To get an idea of that, we need to turn the pages to Section Three. It includes four adventures for dragons which are loosely connected. Each adventure is for higher-level dragons than the previous and assumes that some adventures have taken place between them. The adventures are not much more than skeletons which the DM needs to flesh out. I applaud this approach: there's more place now for other things and it's a fair assumption that the only DM to try and run this kind of high-level campaign has a lot of experience already.
The first adventure is a nice one. The PCs are just getting out of their eggs when a band of ogres is stealing the eggs. A nice introduction and one with a bang. It doesn't waste any time and the players have to learn quickly what it means to play a dragon, while the characters are learning what it means to be a dragon.
The second adventure involves some negotiation and detective work. It also introduces some NPCs who will reappear in the third and fourth adventure. It's OK.
Sad to say, the two remaining adventures are pure hack-and-slash dungeon crawls. Sure, they're high-level dungeon crawls with powerful PCs fighting enormous enemies, but they're dungeon crawls all the same. Boring. Surely there's something more to do when you're the king of monsters, a god on earth, the personification of majestic might? Too bad the author dropped the ball after the excellent first adventure.

Appendix

Here we finally find the dragon slayer and the slayer mage kit, the Dragon Sage kit and monster for dragons to fight: an Undead Dragon Slayer. Following these kits is a three-page Random Spell Generator for Dragon PCs, THAC0 and Saving Throw tables and four pages of encounter tables. Closing the appendix are six different one-page character sheets.
At the very back of the book is the full-colour section containing the pictures I mentioned above.
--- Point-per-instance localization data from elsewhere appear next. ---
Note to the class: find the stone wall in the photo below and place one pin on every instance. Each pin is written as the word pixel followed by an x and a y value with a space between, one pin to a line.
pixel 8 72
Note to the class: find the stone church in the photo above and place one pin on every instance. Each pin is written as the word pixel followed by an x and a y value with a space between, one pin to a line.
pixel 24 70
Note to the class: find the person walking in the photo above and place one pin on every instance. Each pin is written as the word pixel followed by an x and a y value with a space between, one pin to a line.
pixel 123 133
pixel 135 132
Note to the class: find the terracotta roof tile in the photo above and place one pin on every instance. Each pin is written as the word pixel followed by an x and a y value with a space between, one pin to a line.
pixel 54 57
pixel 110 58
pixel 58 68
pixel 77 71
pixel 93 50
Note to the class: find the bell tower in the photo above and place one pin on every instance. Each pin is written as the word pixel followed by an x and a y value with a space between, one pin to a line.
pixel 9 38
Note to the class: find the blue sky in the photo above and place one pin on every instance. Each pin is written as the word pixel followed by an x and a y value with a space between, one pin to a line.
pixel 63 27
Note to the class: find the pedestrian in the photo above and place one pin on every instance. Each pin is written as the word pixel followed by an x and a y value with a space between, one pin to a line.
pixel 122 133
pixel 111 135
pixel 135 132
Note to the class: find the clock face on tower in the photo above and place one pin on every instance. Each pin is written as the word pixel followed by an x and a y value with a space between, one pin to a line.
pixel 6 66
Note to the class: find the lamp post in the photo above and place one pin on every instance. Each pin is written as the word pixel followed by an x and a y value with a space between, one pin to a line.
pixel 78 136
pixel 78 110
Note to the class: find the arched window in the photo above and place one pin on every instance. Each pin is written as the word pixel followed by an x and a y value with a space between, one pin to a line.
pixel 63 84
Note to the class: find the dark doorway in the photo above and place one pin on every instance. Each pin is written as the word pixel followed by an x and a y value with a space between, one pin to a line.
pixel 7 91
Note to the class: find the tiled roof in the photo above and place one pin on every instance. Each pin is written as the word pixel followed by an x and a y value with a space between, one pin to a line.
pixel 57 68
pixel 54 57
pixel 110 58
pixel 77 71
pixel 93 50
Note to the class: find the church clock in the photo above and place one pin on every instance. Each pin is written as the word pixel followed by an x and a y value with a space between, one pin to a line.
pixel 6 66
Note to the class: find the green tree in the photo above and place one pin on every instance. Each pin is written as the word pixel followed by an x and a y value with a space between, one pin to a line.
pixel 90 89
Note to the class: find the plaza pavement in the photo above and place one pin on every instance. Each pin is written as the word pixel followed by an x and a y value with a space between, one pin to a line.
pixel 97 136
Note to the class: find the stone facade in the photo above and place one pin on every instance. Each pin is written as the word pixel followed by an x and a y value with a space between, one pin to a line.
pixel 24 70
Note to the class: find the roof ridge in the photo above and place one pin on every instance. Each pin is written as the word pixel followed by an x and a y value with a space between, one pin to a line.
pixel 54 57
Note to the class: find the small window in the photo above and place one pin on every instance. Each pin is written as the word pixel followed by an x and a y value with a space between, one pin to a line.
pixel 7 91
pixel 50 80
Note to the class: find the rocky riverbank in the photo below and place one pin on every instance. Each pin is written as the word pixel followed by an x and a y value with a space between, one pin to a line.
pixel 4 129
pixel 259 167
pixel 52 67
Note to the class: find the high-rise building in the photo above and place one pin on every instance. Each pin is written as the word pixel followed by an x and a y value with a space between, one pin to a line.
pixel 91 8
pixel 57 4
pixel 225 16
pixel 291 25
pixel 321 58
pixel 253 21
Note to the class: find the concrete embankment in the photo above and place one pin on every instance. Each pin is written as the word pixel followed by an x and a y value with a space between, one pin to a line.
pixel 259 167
In the eye of the dragon: Conclusion

All things considered, this book just seems to do no good with me. OK, I don't like the goal the Council of Wyrms sets out to achieve, which is making dragons available as player characters. Apart from that, I found the execution rather poor. Lots and lots of descriptions of 15 dragon races, which are very similar in some cases. It glosses over the interesting options of having dragon kindred and the possibility of half-dragons, instead giving 15 types and god knows how many clans. This leads to lots of tables and rules. I liked the new proficiencies and the dragon mythology/history. The actual Council was also quite good, but frightfully brief. Campaign information and advice, about the only thing worthwhile, is crammed into 15 pages. The adventures can't save this Campaign Setting, either. Apart from the excellent first adventure and the moderate second adventure, we get two dungeon crawls. Too bad.
No my cup of tea at all. Maybe it's somebody else's.